No primeiro quadro há uma tia e uma sobrinha, e a sobrinha vê o tio "fazer uma coisa terrível", que vai descrevendo a tia, que por usa vez convence a sobrinha de que "viu mal" até não ter outra hipótese senão admitir que é verdade, mas que vai sendo dizendo que viu mal até admitir que é uma coisa secreta e um motivo de orgulho, "porque está a compactuar com pessoas que estão a endireitar as coisas".

O que é descrito pelas crianças é o tio a espancar pessoas e a pô-las em camiões e barracões, e quem vê questiona-se "o que será aquilo, que sistema será aquele em marcha".

"Mas é muito interessante, porque a Caryl Churchill faz muitas perguntas, mas não nos dá essas respostas. Aquele é o primeiro momento em que percebemos como se corrompem indivíduos", explica.

Depois há mais dois quadros que apresentam as questões da manipulação, do medo, de compactuar, de fechar os olhos a opressores, e que vão aumentando estas questões, até ao quadro final, que apresenta "um mudo apocalíptico, em que a própria natureza tem uma orientação política", mas em que tudo é dito "por duas pessoas que estão fechadas numa casa, e podemos perguntar-nos se é verdade ou se estarão numa histeria coletiva em se têm tanto medo, que até os animais representam uma ameaça".

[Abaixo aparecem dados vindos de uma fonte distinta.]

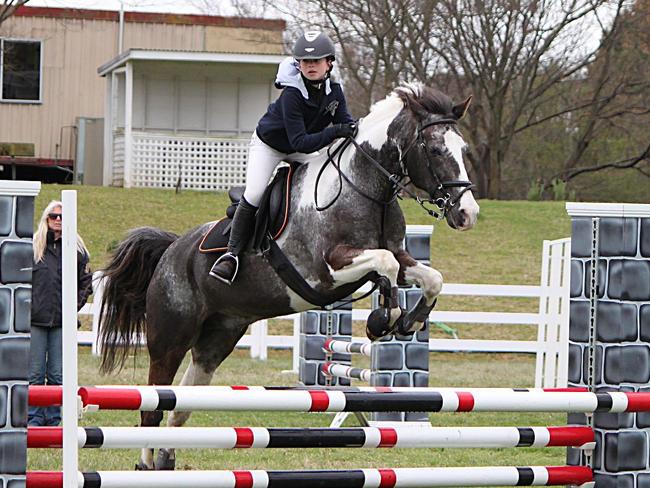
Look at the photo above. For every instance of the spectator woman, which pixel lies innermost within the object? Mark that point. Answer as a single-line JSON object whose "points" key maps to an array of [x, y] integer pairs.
{"points": [[46, 342]]}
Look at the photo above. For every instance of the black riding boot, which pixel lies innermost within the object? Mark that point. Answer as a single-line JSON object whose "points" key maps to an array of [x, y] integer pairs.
{"points": [[225, 268]]}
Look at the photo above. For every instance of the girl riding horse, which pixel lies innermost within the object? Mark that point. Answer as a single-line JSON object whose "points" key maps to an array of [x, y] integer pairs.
{"points": [[295, 126]]}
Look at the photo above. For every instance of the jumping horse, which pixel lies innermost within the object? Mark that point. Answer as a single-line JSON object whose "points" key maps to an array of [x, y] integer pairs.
{"points": [[346, 227]]}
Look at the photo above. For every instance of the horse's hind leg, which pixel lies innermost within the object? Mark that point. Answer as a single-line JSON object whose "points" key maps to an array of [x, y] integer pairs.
{"points": [[170, 334], [430, 282], [161, 372], [350, 264], [216, 342]]}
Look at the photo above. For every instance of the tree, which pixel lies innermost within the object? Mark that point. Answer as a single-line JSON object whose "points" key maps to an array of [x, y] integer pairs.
{"points": [[8, 7], [535, 68]]}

"São discursos que conhecemos de generalizações, de atribuição a grupos, de características generalizadas e que estigmatizam esses grupos", e todas essas questões e reflexões são lançadas sem apresentar respostas, intenção que Teresa Coutinho respeitou e manteve.

"A Caryl Churchill é muito económica não nos dá muitos pontos de apoio, por isso também é muito interessante, porque dá uma liberdade criativa muito grande a quem quiser pegar no texto e levá-lo à cena", defendeu.

Foi isso que fez, ao acrescentar uma "espécie de ambiente e alguns elementos" com uma "ligação forte com a nossa realidade de hoje".

"Há um trabalho de sonoplastia, por exemplo, que tem muito a ver com este excesso de informação, com os telejornais que nos entram pelos olhos todos os dias, com as 'apps' dos telemóveis. Há uma massa sonora que é evocada diversas vezes no espetáculo, que tem a ver com este excesso de informação que nos chega e que nós digeriremos muito rapidamente, fazemos juízos de valor muito rapidamente sobre uma série de coisas, não as sabemos a fundo, e muito rapidamente estamos a pôr-nos de um lado ou de outro das coisas", revelou, adiantando que trabalhou vários outros elementos em vídeo e sonoplastia, "que enraízam o presente, mas não trazem respostas".

Além de não dar respostas, Teresa Coutinho quis "reforçar o questionamento e um certo desconforto", criando "um espaço de arena e um fora de arena onde os atores estão: quando vão fazer estes quadros da Caryl Churchill, estas parábolas, vão para a arena e os que não estão a fazê-las, estão de fora a ver o público".

"Ou seja, não há só uma relação unívoca do espectador a olhar para o espetáculo, mas há também o espetáculo a olhar para o espectador, quase como se estivesse a perguntar: o que é que vocês pensam disto?".

A peça "Distante", que vai estar na Sala Estúdio até 06 de junho, conta com as interpretações de Inês Dias, Inês Vaz, Nuno Pinheiro, Tânia Alves e Maria João Vaz, bem como Tanya Ruivo (em vídeo).